Categories of the Ancient Library
The first category, and most abundant, is the Biblical manuscripts. The library represents nearly every book of the Old Testament, including the Deuterocanonical Books. The only exception is some of the Historical books, which were always in short supply in Egyptian monasteries. On the other hand, the library represents the New Testament entirely, though incomplete.
A second category is the apocryphal Gospels, Acts, and Biblical lives frequently read in Egyptian Monasteries. These include the Gospel of the Twelve, the Gospel of Bartholomew, Acts of Thomas, Acts of Pilate, Life of Virgin Mary, and History of Joseph the Carpenter.
A third category is the historical manuscripts, which are rare in any Coptic libraries, found thus far. However, in the White Monastery, one finds a substantial part of an ecclesiastical history manuscript. That manuscript deals with the history of the Coptic Orthodox Church of Alexandria in the 4th and 5th centuries. In addition, there are several fragments of codices that record the acts of the great Councils of Nicaea and Ephesus.
Another essential category found in the library is the hagiographic texts. These were abundant in monastic libraries, and the White Monastery is no exception. Monks primarily intended to use them for spiritual enlightenment rather than accurate historical records of the saints. Also, they include acts and related texts of many martyrs such as Saint Colluthus the Physician, Saints Cosmas and Damian, Saint Philopater Mercurius, Saint Psote, Saint Theodore, Saint-Victor, etc. There are also the lives of many important saints of the Egyptian Church like Saint Anthony, Saint Athanasius, Saint Pachomius and his disciples, Saint Samuel the Confessor, and Saint Shenouda the Archimandrite name a few.
Writers
This library has yielded many manuscripts, preserving texts of the composition of Egyptian writers and Coptic translation of Greek writings of Church Fathers. However, the wealthiest and most large category is available in the fathers’ writings. The most significant part of it is that of the remarkable works of Saint Shenouda the Archimandrite. Other writings include those of Saint Wissa’s sermons, the writings of Saint Pachomius and his disciples, and the Apophthgamata Patrum.

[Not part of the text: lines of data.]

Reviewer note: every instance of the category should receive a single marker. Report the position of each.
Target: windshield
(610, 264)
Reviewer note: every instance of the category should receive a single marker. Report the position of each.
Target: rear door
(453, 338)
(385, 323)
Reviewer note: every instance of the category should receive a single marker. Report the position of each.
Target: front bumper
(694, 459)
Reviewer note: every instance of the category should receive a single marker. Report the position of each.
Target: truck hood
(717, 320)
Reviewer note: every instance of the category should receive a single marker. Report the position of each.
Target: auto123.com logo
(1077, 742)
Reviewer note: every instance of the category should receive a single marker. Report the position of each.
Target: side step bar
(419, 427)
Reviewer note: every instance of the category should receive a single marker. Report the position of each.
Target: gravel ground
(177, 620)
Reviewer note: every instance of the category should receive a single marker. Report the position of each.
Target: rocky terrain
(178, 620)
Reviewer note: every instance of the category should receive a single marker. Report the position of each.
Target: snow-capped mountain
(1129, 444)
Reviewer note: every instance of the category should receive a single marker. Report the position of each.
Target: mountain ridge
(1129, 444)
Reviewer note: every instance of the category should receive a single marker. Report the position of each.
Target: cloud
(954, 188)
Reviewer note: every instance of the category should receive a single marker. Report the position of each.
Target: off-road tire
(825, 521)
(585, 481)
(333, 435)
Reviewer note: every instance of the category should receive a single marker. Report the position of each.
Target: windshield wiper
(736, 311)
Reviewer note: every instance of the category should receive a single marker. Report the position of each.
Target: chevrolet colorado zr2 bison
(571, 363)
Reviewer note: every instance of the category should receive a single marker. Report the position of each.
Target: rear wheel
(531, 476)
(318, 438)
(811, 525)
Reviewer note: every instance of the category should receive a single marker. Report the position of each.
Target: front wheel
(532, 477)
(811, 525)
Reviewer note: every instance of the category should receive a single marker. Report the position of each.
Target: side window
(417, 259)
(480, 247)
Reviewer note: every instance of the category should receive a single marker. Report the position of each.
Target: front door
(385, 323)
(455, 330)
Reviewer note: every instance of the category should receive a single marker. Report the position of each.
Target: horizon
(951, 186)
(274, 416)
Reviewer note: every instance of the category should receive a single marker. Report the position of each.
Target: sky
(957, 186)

Also, some texts of original Coptic composition include Constantine of Asyut, John of Burulus, and Rufus of Shotep. Coptic translations of Greek writings consist of Saint Peter of Alexandria, Saint Athanasius, Saint Theophilus, Saint Cyril the Great, and Saint Dioscorus. However, the Greek translations of non-Coptic Fathers include Saint Cyril of Jerusalem, Saint John Chrysostom, and Saint Severus of Antioch. Works of other authors are also among that collection.